What have we done, attaching all our psychological hang-ups to the beauty of a natural world so much bigger than us? Can you really explain a painting? At its best, Michael Powell's 1969 film Age of Consent is a tranquil and lovely meditation on eroticism, its connexion to the beauty of nature, and the creative process. In its worst bits, it's a mildly amusing comedy and an off-putting defensive argument for an older man to make love to an underage girl. If Powell and star James Mason had made peace with what they apparently wanted something beautiful could have really flourished in this movie. As it is, it has more than enough virtues to recommend it.
This movie was made after James Mason had already played an older man trying to romance considerably younger women (girls really) in both Georgy Girl and Lolita. Unlike those two films he's here not portrayed as pathetic for it. Age of Consent isn't as intellectual as Lolita--that's not to say it isn't smart but it lacks the psychological analysis that's evident in the amusing case of a man who was foolish enough to let his libido lead him by the nose into a relationship with predictably bad chemistry. Powell doesn't make intellectual arguments, he argues with beauty.
It's exciting to see Michael Powell approach the subject of the creative process again, something he dealt with so brilliantly in The Red Shoes. In Age of Consent, Mason plays Bradley Morahan, a famous painter who's lost interest in his medium. He goes to a remote place in Australia and finds a muse in a girl named Cora played by Helen Mirren in her first leading film role.
Mirren had a perfect body and she was stunningly gorgeous. And she already had the instincts of a great actress evident in the quickness and complexity of her reactions. Although nudity was a big part of this film, Powell spends a lot of time focusing on her face during nude sequences, like in a scene where Cora takes off her dress to contemplate herself in a mirror as something an artist might find worth painting.
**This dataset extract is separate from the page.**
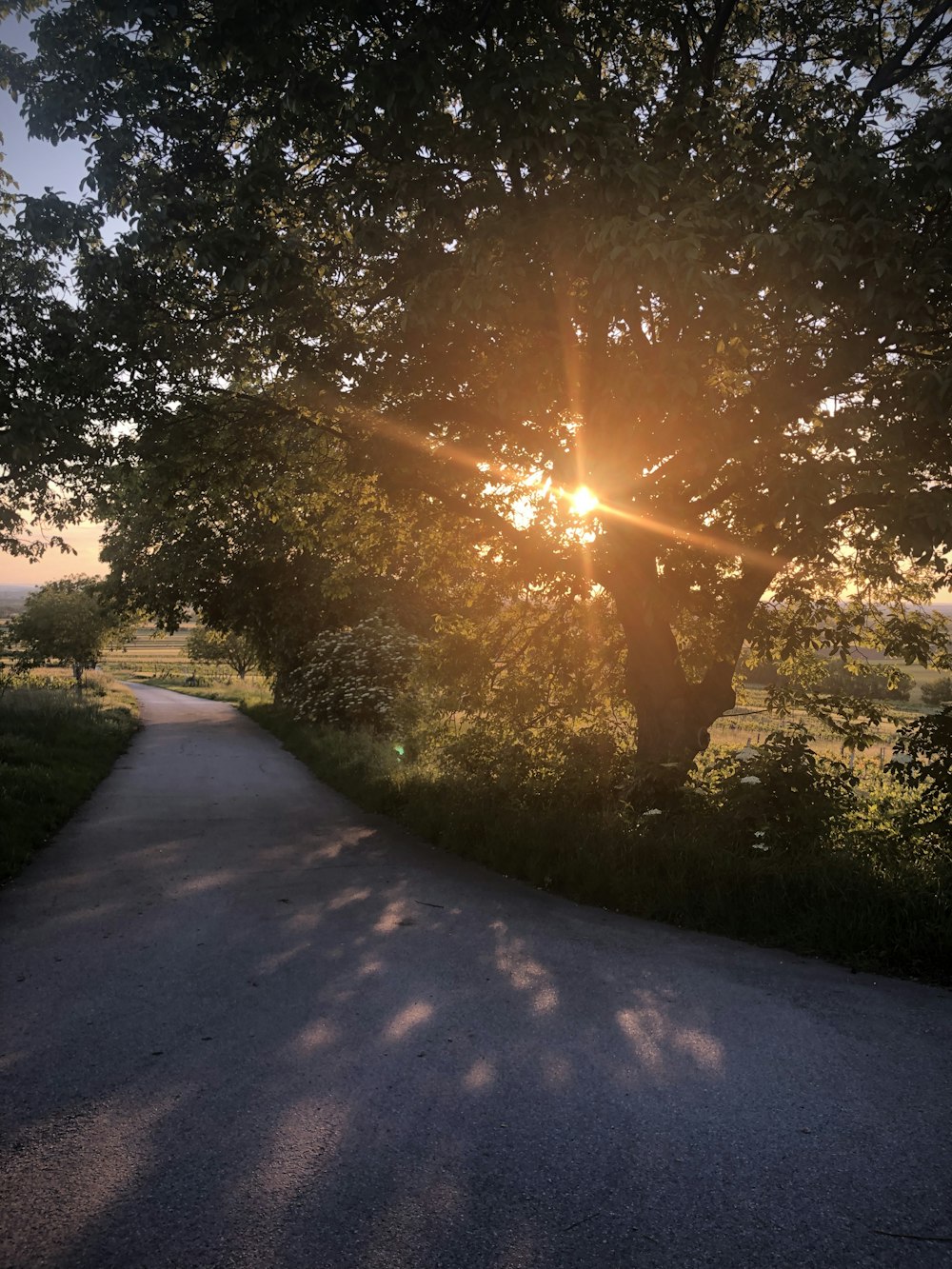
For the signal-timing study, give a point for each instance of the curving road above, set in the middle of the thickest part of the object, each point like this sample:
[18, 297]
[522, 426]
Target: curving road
[246, 1024]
Powell mostly just gives us her face as we watch Mirren create a subtle process of reaction. Powell was not a director content to make do with a pretty actress as one can see from the great performances given in his films by Deborah Kerr and Moira Shearer. But Marilyn Monroe was a great actress even when she seemed dumb. Powell liked actresses who showed intellect in their faces and this is true for Mirren who was at the time primarily a theatre actress with the Royal Shakespeare Company. Despite the fact that her character is a credulous teenage girl, Powell didn't assume this character could have been achieved with an actress that conveyed little or conveyed things broadly.
We see her thought process as she's deciding how much she likes from the attractive young man piloting her boat when he tries flirting with her and kissing her. When she shouts back at her abusive alcoholic grandmother, we can see the confusion at the moral rebuke aimed at her natural feelings arising from her just beginning to assert her own perception of herself.
Of course, both of the foils for Cora I've just mentioned are straw men in the argument for a young girl to make love to an older man--the young attractive man who's too rough and aggressive and the overbearing, viciously shaming guardian. Despite Mirren's always fascinating performance, these characters diminish the film a great deal in comparison to the breathtaking sequences of visual beauty.
The Expressionistic paintings created by painter Paul Delprat of Helen Mirren for the film are really lovely and there's a sort of drowsy, soothing quality to the scenes of Mason painting her while she's standing on the beach or swimming nude. There's a conscious attempt to tie what they're doing to the beauty of nature, most explicitly in a shot of Mirren standing waist deep in water while she's being painted and her gaze, which the camera pans to follow, being drawn by sounds of birds coming from the trees.
In another stark contrast to this, the film has a subplot starring the brilliant Irish comedic actor Jack MacGowran as Bradley's schnorrer friend who comes to stay with him and disrupts Bradley and Cora's work schedule.
Bradley's fear of his friend finding out about Cora and getting his lecherous claws on the impressionable girl is partly there to present a contrast to Bradley's purer intentions and partly there for not really necessary comic relief as MacGowran tries to woo another neighbour. He is very funny but the tone of these scenes makes them feel like they belong in another movie. I found myself just as impatient as Bradley and Cora which, to be fair, may also have been part of Powell's intentions.